Guilt is ok when it is warranted for the right reasons but when it consumes you and your emotions, it can get in the way of your healing & recovery process.
How To Deal with Shame during Recovery
Shame and substance abuse aren’t a good mix, though they commonly occur especially in early recovery. When someone feels shame, they may look for a way out to escape the feeling and go to something that masks the feelings to get away from the world for a while. Substance abuse is one way people achieve this, even if it’s for just a short time.

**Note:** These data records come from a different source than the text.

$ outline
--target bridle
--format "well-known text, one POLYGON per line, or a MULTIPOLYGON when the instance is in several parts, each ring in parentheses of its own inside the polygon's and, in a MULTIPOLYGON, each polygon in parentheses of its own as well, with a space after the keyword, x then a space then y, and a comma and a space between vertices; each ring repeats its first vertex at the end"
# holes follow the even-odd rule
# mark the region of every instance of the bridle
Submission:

Shame and recovery can be just as dangerous. Shame can keep you from getting back to helping yourself and moving forward. It may thwart the motivation or progress being made during recovery as you will continue to feel like a “bad person” who needs to escape or deserves to be hidden away. But once you can free yourself from those feelings, you can get back on track to the good life that recovery brings. There are ways to unlock the struggle door, opening a way to remove shame and get back towards your freedom from addiction or substance abuse.
Forgiveness is the key!
Being able to forgive removes the shame and feeling that you can move on. Forgiving ourselves or others and releasing that choking experience of guilt is crucial to overcoming a relapse or pushing through on your journey of recovery. It’s important to forgive others too, as when you do so, you let go and accept. It may not make things right or just, but it means you are willing to let mistakes that happen, happen and you don’t want to feel responsible for the things you can’t control.
Forgiving the people in your life that have wronged you helps you heal. Perhaps you need to make amends for things you’ve done wrong to them as well; and, if so, making amends can be a freeing experience. If you can’t make direct amends or forgive them in person, write about it or journal your feelings of forgiveness.
Sometimes forgiving ourselves is the hardest part. We are the seasoned critics, we have lived our whole lives trying to look inward and identify who we are and what we are doing feeling all the mistakes on the deepest level.
Remember that no one is perfect. Not your best friends, your favorite aunt, or even your most loved celebrity. Everyone has flaws and everyone makes mistakes. It’s ok! Just don’t give up on becoming a better you, that is what’s important.
- Speak and think positively. You are valuable and you can get past the shame of your past.
- Forgive yourself. Let others forgive you. It’s the way to healing and freedom from self.
- Don’t punish yourself. Make things right. Make Amends. Hold yourself accountable for your choices. But, don’t be so hard on yourself it becomes negative explosions.
The rearview mirror is always clearer than the windshield, it’s easy to look back but looking ahead and staying positive is always worth it. Life can be amazing, just keep progressing and make adjustments along the way.